4º Deleite
Rosario llevaba algunos meses trabajando de maestra interina en un pueblo, cuando nombraron, por enero, a otro maestro, para clases de alfabetización; era un joven simpático, delgado, alto, de pelo ligeramente rubio y piel fina y pálida, al que veía poco; comían y cenaban juntos, no siempre; después de cenar, ella se encerraba en su habitación, situada en el piso de arriba, estudiando oposiciones para sacar la plaza en propiedad; él se marchaba, al bar, con los mozos del pueblo; retornaba ya de madrugada; dormía en una cama que colocó la patrona en un ensanche del pasillo muy cerca de la puerta de su habitación; ella, para salir o entrar, tenía que pasar junto a su cama; cama que no estaba separada del pasillo, ni por celosías, ni mamparas, ni biombos, ni cortinas ... y que, durante los meses de invierno, debía hacer bastante frío sin la protección de paredes; como se acostaba tarde, le oía llegar, acostarse, respirar, roncar, ... la pared que les separada estaba construida de rasilla, delgadísima; a veces, por la noche, intercambiaban algunas frases de saludo; y sin querer, aunque sus relaciones, al principio, no pasaron de la simple cordialidad, llegaron a tener cierta amistad y confianza, que se traducía en bromas inocentes alterando gozosamente su rutina.
Ya bien entrada la primavera, un sábado por la noche, regresó él joven maestro de la capital de la provincia, a la que había acudido por la tarde a ver el estreno de una película; y como otras veces la saludó al llegar, al ver la luz encendida de la habitación; como Rosarito mostrara interés por la película, se la fue contando, paso a paso, teniendo la prudencia de preguntarle, de vez en cuando, si quería seguir escuchando el relato o bien dormirse; se dio perfecta cuenta que su compañera no se estaba comportando de manera habitual; era más receptiva; más abierta; y le pedía que detallara esta u otra escena, a cual más erótica, cuasi pornográfica, ajena por completo a la pudibundez que emanaba; ante su insistencia en que continuara, lo hizo primero, con una cierta timidez; timidez que pasó en poco tiempo, al regodeo descarado, recreándose en escenas pornográficas que se iba inventando al hilo del relato, algo así como si se hubiera decidido a magrearla, a sobarla con ánimo de provocarle una incontrolada excitación sexual, cuyo fin no sería otro que llevarla al huerto, como se dice coloquialmente, al tiempo que se excitaba contándoselas.
De súbito le espetó sorprendiéndola:
-- Rosario, ¿no me digas que esto no te excita?
La negativa de la maestra interina, de la tímida Rosarito, fue clara, pero poco convincente; luego, la confianza y la amistad se confabularon con la intimidad de la noche, para que la verdad se impusiera por encima de timideces o hipocresías que no conducían a nada; y terminara afirmando, como afirmó, que efectivamente se hallaba bastante excitada, "caliente" fue la palabra que utilizó para ser mas exactos y no pecar de subjetividades:
--Voy a pasar a tu cama.
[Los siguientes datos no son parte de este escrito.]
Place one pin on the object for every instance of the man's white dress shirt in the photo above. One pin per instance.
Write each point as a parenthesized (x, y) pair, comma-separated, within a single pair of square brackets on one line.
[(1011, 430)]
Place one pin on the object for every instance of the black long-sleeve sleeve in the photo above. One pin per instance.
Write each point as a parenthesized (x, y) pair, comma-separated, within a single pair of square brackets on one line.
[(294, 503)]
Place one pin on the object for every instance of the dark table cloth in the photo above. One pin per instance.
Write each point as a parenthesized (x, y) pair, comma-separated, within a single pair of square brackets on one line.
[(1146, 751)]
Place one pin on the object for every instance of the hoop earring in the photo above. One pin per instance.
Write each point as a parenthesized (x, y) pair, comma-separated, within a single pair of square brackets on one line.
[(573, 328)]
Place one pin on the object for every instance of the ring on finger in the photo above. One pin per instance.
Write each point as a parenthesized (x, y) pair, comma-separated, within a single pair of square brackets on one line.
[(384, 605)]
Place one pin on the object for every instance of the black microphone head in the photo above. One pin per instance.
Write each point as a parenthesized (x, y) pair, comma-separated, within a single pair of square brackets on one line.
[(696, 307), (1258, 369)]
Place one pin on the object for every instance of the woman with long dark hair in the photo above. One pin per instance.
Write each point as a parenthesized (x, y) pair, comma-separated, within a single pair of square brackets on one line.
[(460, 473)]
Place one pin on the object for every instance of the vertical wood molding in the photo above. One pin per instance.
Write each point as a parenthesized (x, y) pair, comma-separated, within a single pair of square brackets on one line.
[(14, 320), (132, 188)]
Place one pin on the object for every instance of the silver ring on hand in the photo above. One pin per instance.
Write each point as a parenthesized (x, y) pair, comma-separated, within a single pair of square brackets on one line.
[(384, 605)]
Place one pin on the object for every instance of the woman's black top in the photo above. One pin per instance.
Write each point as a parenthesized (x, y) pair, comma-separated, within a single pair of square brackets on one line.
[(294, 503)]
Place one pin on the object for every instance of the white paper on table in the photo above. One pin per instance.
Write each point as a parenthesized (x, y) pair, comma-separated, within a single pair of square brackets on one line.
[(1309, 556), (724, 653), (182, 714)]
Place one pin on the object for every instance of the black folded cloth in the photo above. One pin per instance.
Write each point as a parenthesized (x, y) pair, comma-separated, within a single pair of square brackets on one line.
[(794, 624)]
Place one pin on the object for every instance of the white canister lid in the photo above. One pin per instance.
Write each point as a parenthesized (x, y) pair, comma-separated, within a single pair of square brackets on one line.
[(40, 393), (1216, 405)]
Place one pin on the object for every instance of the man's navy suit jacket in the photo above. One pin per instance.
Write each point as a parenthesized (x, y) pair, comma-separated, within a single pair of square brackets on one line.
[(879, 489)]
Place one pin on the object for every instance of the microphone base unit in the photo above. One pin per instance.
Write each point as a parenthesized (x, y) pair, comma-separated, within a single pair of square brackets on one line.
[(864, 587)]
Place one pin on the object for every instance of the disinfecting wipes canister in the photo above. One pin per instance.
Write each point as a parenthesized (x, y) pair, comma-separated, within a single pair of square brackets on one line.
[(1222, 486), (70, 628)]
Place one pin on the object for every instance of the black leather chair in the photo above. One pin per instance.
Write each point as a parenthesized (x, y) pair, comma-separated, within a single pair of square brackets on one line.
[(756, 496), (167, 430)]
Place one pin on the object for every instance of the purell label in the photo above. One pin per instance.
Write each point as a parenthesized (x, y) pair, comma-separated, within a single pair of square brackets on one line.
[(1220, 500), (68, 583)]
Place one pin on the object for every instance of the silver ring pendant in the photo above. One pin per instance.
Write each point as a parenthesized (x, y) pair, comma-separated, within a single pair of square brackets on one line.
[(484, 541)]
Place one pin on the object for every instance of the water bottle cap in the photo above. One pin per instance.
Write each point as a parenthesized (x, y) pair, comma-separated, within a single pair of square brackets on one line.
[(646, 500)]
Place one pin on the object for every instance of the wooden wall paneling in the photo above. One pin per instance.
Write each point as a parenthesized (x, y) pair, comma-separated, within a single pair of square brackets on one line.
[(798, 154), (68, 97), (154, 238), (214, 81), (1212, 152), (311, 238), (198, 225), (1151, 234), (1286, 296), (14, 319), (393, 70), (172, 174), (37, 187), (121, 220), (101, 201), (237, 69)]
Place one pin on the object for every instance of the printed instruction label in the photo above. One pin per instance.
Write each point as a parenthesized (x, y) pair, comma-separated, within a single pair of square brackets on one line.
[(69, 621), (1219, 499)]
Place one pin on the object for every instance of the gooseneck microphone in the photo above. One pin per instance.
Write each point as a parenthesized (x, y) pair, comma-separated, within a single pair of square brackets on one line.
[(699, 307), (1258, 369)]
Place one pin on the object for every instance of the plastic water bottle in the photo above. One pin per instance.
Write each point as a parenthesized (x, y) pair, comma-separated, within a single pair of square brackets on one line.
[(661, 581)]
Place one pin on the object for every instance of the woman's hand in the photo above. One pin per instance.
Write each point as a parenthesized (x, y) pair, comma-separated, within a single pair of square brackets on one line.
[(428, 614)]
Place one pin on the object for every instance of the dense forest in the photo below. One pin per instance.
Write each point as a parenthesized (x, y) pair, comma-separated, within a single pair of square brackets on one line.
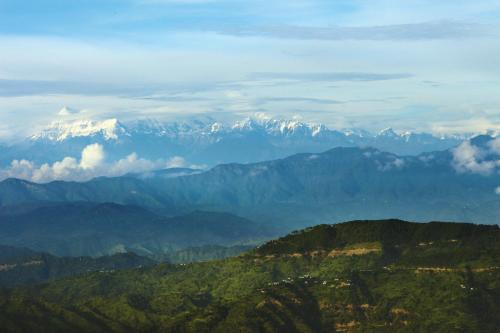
[(362, 276)]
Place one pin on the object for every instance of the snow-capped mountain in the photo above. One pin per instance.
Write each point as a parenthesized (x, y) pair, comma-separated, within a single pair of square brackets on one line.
[(211, 142)]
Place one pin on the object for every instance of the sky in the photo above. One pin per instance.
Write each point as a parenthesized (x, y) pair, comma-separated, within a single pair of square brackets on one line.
[(413, 65)]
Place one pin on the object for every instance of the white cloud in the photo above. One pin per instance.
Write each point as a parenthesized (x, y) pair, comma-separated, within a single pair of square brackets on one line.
[(67, 111), (92, 164), (92, 156), (495, 145), (470, 158)]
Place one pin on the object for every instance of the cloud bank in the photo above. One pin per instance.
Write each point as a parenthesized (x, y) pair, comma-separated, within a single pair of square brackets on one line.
[(474, 159), (92, 164)]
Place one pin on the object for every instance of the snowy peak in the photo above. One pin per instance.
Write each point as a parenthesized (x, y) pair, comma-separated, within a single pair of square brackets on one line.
[(388, 133), (109, 129)]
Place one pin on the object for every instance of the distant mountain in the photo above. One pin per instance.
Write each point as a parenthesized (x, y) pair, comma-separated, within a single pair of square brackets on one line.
[(20, 266), (76, 229), (360, 276), (210, 142), (306, 189)]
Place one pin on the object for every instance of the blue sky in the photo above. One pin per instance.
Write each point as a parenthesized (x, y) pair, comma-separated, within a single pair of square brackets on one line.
[(413, 65)]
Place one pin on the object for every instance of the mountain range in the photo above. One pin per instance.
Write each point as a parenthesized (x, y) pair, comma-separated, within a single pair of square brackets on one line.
[(459, 184), (88, 229), (21, 266), (209, 142)]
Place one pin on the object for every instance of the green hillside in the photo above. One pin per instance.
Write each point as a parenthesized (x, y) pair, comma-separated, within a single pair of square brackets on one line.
[(363, 276), (20, 266)]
Yo si que tengo la picha emporrada, dura y caliente como hierro al rojo, dijo sin poderse contener.
--¡No, por favor, no pases! Si lo haces, gritaré. Te lo pido de rodillas y por lo que mas quieras: por favor, no pases.
Ignorando las protestas verbales, penetró en su habitación, sin hacer el menor ruido que hiciera sospechar a la patrona algo de lo que después podría arrepentirse; levantó las sábanas y se acostó junto a ella, quien prudentemente, apagó la luz; ocultando así su intimidad a posibles miradas que bien pudieran poner en entredicho su honra por el pueblo; cruzó sus brazos para ocultar sus pechos y apretó sus piernas, aprestándose a una resistencia cordial, sin alharacas, ni aspavientos; que no les convenía a ninguno de los dos dar un escándalo, a no ser que se pusiera, claro está, muy pesado y agresivo.
El joven maestro, no logró derruir sus murallas, ni derribar celosías, biombos, mamparas o puertas, ni menos introducir su infantería y romper los cerrojos; y eso que puso todo el empeño posible y todo el arte aprendido en las películas; su experiencia amorosa, en la vida real, no era mucha; poco a poco el deseo se le fue retirando como las mulas al establo; tuvo que volver a su cama, como un perro derrotado y con el rabo entre las piernas, eso si, con un cierto dolor en sus testículos. Y su orgullo varonil, malherido y arrastrado. Mas tarde pensó si no estaría ella enferma aquella noche, pues a veces, cuando la acariciaba o la besaba, se le ponía la carne de gallina.